La injusticia, el fanatismo, el odio y la violencia tribal (ya sea irlandesa, africana o de dondequiera) son temas recurrentes tratados por el realizador Jim Sheridan. Con películas como En el nombre del padre o The boxer, parece haber suscitado similares preocupaciones entre sus colaboradores. Éste es el caso de Terry George, que tras trabajar como guionista para aquél, también se lanzó con cierta fortuna a la dirección, con el arriesgado film En el nombre del hijo, otro nuevo acercamiento al ancestral conflicto entre Irlanda y el Reino unido.

Por esta razón, es lógico pensar (y así es), que de tan estrecha relación profesional y afinidad temática, surja como resultado una similitud estética definitoria, que no obstante, no pasa de cumplir la “convencionalidad occidental”, con todas sus connotaciones, generalmente negativas.

De todas formas, y por encontrar un parangón modélico, podría tratarse de un fenómeno semejante (en pequeña escala, y salvando las distancias de todo tipo) al del actual cine iraní, en el que Abbas Kiarostami ha dado a luz una generación de grandes realizadores (Mohsen Mahkmalbaf, Yafar Panahi, Samira Mahkmalbaf) que, sin embargo, aun aparentando diferenciarse apenas (ni entre sí ni respecto de su maestro), afortunadamente sí poseen una visión propia del mundo, genuinamente semita, y universal a un tiempo. Y esto es exactamente parte de lo que se echa en falta en esa “anónima convencionalidad” de la que participan Sheridan y George.

 

Por tanto, estilísticamente hablando, podría decirse que la película carece de un sello personal que la defina y diferencie (es manifiesto que, hoy por hoy, Terry George no tiene ni apunta dotes de “autor”), siendo en cambio, radicalmente pragmática y eficaz en el cumplimiento de sus objetivos, al utilizar con inteligencia, discreción y modestia (aunque sin trascenderlos), el apoyo de los citados convencionalismos, a saber: la puesta en escena condicionada por la dictadura del montaje como única herramienta válida de plasmación del relato, la consiguiente (e indeseable) brevedad de los planos (lástima que no abunden planos-secuencia como ése en el que el protagonista sufre un derrumbamiento psicológico en el nudo de su corbata), el predominio del plano-contraplano, la “facilidad” de los encuadres…, recursos todos al servicio del buen guión, verdadero punto fuerte de la película.

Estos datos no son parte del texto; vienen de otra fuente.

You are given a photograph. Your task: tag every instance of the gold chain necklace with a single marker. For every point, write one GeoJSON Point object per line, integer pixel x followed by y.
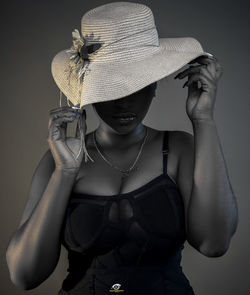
{"type": "Point", "coordinates": [127, 171]}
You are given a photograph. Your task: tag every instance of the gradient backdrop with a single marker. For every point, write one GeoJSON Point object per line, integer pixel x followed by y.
{"type": "Point", "coordinates": [34, 31]}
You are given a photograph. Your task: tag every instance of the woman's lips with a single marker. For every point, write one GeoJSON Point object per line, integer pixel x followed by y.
{"type": "Point", "coordinates": [125, 117]}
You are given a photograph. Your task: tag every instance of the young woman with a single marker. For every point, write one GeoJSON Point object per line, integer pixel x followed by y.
{"type": "Point", "coordinates": [124, 215]}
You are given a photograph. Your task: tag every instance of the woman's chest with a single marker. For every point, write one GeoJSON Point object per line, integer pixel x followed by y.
{"type": "Point", "coordinates": [154, 212]}
{"type": "Point", "coordinates": [101, 178]}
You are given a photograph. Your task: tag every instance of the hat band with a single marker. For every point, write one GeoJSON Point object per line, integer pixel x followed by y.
{"type": "Point", "coordinates": [129, 48]}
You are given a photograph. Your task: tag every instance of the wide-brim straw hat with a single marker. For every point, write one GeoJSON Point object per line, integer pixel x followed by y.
{"type": "Point", "coordinates": [118, 53]}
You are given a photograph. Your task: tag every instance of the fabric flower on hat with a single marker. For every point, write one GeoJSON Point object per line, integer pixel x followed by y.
{"type": "Point", "coordinates": [79, 54]}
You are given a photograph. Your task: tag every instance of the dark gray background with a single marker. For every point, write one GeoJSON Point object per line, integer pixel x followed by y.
{"type": "Point", "coordinates": [34, 31]}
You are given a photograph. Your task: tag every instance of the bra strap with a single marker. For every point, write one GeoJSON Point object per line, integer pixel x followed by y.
{"type": "Point", "coordinates": [165, 151]}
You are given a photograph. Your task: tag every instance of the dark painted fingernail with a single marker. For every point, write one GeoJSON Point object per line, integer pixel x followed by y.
{"type": "Point", "coordinates": [185, 84]}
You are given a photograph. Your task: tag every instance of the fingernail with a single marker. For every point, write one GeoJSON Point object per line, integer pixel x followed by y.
{"type": "Point", "coordinates": [185, 84]}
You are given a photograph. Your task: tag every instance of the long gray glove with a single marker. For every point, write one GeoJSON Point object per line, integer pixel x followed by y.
{"type": "Point", "coordinates": [67, 152]}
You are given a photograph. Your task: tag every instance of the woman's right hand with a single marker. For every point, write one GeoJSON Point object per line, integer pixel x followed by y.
{"type": "Point", "coordinates": [67, 152]}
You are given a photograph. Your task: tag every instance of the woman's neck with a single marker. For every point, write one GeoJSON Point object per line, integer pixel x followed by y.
{"type": "Point", "coordinates": [109, 139]}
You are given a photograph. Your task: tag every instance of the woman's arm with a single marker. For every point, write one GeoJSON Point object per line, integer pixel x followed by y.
{"type": "Point", "coordinates": [211, 212]}
{"type": "Point", "coordinates": [34, 249]}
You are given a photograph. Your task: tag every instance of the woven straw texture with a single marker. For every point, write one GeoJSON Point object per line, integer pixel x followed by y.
{"type": "Point", "coordinates": [131, 57]}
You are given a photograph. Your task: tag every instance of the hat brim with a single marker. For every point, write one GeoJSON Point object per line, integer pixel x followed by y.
{"type": "Point", "coordinates": [110, 81]}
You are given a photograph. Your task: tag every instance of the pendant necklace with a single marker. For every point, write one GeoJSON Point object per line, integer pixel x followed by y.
{"type": "Point", "coordinates": [125, 172]}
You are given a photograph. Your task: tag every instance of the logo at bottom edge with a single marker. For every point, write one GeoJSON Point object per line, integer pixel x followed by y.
{"type": "Point", "coordinates": [116, 288]}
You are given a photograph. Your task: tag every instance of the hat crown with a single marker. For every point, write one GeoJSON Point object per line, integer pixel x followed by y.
{"type": "Point", "coordinates": [120, 26]}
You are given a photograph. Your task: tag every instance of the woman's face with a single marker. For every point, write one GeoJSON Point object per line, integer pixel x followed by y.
{"type": "Point", "coordinates": [124, 114]}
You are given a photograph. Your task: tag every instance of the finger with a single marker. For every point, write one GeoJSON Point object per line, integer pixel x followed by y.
{"type": "Point", "coordinates": [193, 87]}
{"type": "Point", "coordinates": [206, 83]}
{"type": "Point", "coordinates": [58, 127]}
{"type": "Point", "coordinates": [195, 69]}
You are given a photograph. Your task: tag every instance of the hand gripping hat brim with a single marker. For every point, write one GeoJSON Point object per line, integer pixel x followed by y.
{"type": "Point", "coordinates": [130, 57]}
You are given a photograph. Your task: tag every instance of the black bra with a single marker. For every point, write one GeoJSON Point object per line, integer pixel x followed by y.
{"type": "Point", "coordinates": [153, 213]}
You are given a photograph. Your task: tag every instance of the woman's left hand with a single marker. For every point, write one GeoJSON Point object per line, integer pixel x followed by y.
{"type": "Point", "coordinates": [200, 101]}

Así pues, el real interés de Hotel Rwanda vuelve a residir, precisamente, en la atención que se centra en los seres humanos afectados por una situación límite (extremo idéntico a los recogidos en The boxer, En el nombre del padre y En el nombre del hijo); en definitiva, dejar constancia de que toda historia humana es siempre y, esencialmente, una historia personal (es decir, jamás anónima), que (aunque el hombre se empeñe a veces en negarlo) es siempre inviolable, gracias a la realidad de su intrínseca plenitud de dignidad. Esta concepción manifiestamente humanista de los dos realizadores irlandeses se mueve por el verosímil (por cercano) territorio de los matices y su interminable gama de grises, enfatizando la dirección de actores (siempre llenos de convicción, competencia y candidaturas a los Oscars), para conceder preponderancia a la idónea expresión del alma que son los rostros y poner así de manifiesto las grandezas y miserias del hombre. Además, y felizmente, no resulta maniquea; pues, exceptuando las omisiones de quienes poseen la llave de la solución por un lado, y la violencia, sus derivaciones y a sus practicantes por otro, siempre trata de comprender decisiones, puntos de vista, motivaciones, dejando en libertad al espectador ante la elocuencia de los hechos (la bien llamada “tozuda realidad”), que resulta ser en realidad la propia condena de quienes se empeñan en el error.

Hotel Rwanda es otro ejemplo más del tradicional encuentro entre Historia y ficción cinematográfica, que en cuestión de poco más de una década ha dado a conocer varios casos de heroísmo del hombre cotidiano, enfrentado a sí mismo en primera instancia (es decir, obligado por su personal proceso de toma de conciencia), y al poder absoluto del caos, la anarquía y el absurdo (cuando ya ha decidido tomar partido), para redescubrirse en la renuncia por los demás, como único camino de liberación personal y colectiva.

La historia de Paul Rusesabagina (principal asesor de la película), al igual que las de Oskar Schindler o el cónsul Perlasca, se nos ofrece así como ejemplo paradigmático de humanidad altruista, en las antípodas del actual individualismo práctico y, aun conteniendo lógicas pinceladas de denuncia de injusticias manifiestas, se sitúa muy lejos de otras filmografías, en las que el claro cariz ideológico (y en ocasiones hasta manipulador) resulta ser el verdadero protagonista, como por ejemplo ocurre en las producciones del realizador greco-francés Costa-Gavras.